Subsequently, it also was attempted to incorporate chitosan in solvent-spun cellulose fibers produced in accordance with the amine-oxide process (so-called “lyocell fibers”), in particular, because of the high wet and dry strength of lyocell fibers.
In DE 195 44 097, a process for the production of molded bodies from polysaccharide mixtures is described, wherein cellulose and a second polysaccharide are dissolved in an organic polysaccharide solvent mixable with water (preferably NMMO), which may also contain a second solvent.
Furthermore, in KR-A 9614022, the production of chitin-cellulose fibers, referred to as “chitulose”, is described, wherein chitin and cellulose are dissolved in a solvent from the group comprising dimethylimidazoline/LiCl, dichloroacetate/chlorinated hydrocarbon, dimethylacetamide/LiCl, N-methylpyrrolidone/LiCl, and yarns are produced according to the wet spinning process. NMMO is not mentioned in the claims.
In EP-A 0 883 645, among other things, the addition of chitosan to the solution as a modified compound for increasing the elasticity of wraps for foodstuff is claimed. The modifying compounds must be miscible with the cellulose/NMMO/water solution.
KR-A-2002036398 describes the incorporation of chitosan derivatives with quaternary ammonium groups into fibers, which are produced in a complex manner.
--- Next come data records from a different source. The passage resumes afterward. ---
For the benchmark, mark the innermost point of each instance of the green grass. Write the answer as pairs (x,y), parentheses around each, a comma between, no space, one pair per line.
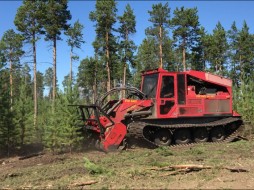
(131,169)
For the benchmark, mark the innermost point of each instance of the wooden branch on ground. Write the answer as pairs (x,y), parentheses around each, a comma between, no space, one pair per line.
(84,183)
(191,167)
(31,155)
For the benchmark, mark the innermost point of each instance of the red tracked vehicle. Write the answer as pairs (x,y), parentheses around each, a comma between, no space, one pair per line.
(171,108)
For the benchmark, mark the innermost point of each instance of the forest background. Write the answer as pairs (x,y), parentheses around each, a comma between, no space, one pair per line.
(34,105)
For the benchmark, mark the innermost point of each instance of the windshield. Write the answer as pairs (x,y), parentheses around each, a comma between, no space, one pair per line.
(150,85)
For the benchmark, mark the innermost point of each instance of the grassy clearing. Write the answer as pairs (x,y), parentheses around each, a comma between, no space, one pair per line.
(132,168)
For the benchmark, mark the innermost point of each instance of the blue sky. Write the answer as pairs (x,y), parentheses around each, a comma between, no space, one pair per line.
(210,12)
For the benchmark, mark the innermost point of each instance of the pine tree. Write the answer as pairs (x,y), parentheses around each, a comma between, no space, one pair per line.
(90,74)
(55,21)
(218,49)
(105,42)
(28,21)
(75,39)
(8,134)
(241,43)
(146,58)
(48,81)
(61,132)
(11,47)
(127,46)
(159,16)
(186,29)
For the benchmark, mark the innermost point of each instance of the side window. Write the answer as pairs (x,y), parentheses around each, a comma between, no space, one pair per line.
(167,87)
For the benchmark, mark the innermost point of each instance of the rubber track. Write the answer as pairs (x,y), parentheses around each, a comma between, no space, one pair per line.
(135,129)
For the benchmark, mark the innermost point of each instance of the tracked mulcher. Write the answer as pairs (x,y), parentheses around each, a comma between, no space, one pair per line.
(172,108)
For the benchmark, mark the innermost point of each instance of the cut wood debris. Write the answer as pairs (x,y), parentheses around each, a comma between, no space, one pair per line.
(175,169)
(78,184)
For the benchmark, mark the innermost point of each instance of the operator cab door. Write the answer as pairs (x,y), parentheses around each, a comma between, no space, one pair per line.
(166,95)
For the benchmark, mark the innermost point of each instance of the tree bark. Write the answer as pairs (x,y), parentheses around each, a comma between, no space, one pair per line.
(160,34)
(184,55)
(71,66)
(241,68)
(125,64)
(35,85)
(54,69)
(11,84)
(107,63)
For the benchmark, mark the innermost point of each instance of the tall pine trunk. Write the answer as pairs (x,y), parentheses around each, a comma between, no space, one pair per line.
(71,66)
(11,84)
(125,64)
(107,63)
(35,85)
(241,69)
(160,34)
(184,55)
(54,69)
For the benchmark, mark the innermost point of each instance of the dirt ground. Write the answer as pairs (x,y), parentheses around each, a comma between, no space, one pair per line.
(137,168)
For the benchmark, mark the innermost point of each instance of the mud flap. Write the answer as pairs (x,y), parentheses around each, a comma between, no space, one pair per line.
(113,137)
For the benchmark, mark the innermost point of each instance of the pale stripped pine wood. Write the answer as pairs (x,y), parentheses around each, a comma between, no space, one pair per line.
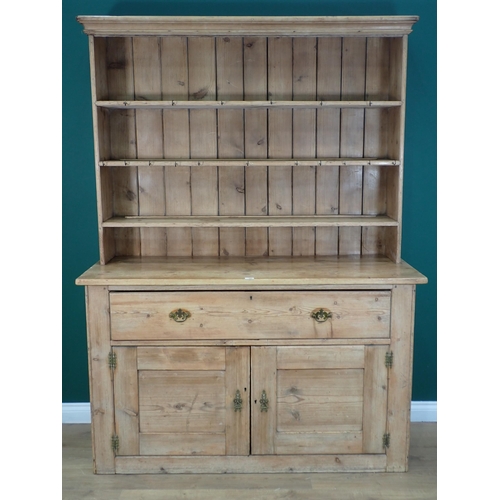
(100,119)
(236,315)
(397,86)
(255,25)
(149,123)
(182,401)
(180,358)
(319,401)
(352,121)
(238,104)
(263,424)
(278,273)
(375,141)
(400,377)
(231,141)
(374,399)
(419,483)
(203,133)
(304,141)
(237,422)
(174,81)
(101,394)
(280,86)
(328,141)
(123,143)
(256,144)
(126,400)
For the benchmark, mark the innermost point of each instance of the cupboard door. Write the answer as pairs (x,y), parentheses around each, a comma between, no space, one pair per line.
(181,400)
(318,400)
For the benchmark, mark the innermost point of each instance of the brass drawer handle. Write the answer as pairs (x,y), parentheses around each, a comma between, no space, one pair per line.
(264,402)
(237,402)
(321,315)
(180,315)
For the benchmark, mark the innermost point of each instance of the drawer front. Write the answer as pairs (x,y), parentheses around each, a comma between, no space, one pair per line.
(249,315)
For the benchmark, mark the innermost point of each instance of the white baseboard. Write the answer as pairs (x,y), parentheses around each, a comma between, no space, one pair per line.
(79,413)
In DE-A 100 07 794, the production of polymer compositions is described, comprising a biodegradable polymer and a material consisting of sea weed and/or the shells of sea animals, as well as the production of molded bodies therefrom. The addition of a material made of sea weed, sea animals in powder form, in the form of a powder suspension or in liquid form to the cellulose solution produced according to the lyocell process is also claimed. Furthermore, the material may also be added after or during the shredding of the dry cellulose as well as at any stage of the manufacturing process. Despite the addition of the additive, the fibers exhibit the same textile-mechanical properties as they would without the additive. In the examples, only lyocell fibers that have a brown algae powder incorporated are described, wherein, for the production of the spinning mass, the brown algae powder, NMMO and pulp and a stabilizer are mixed and heated to 94° C.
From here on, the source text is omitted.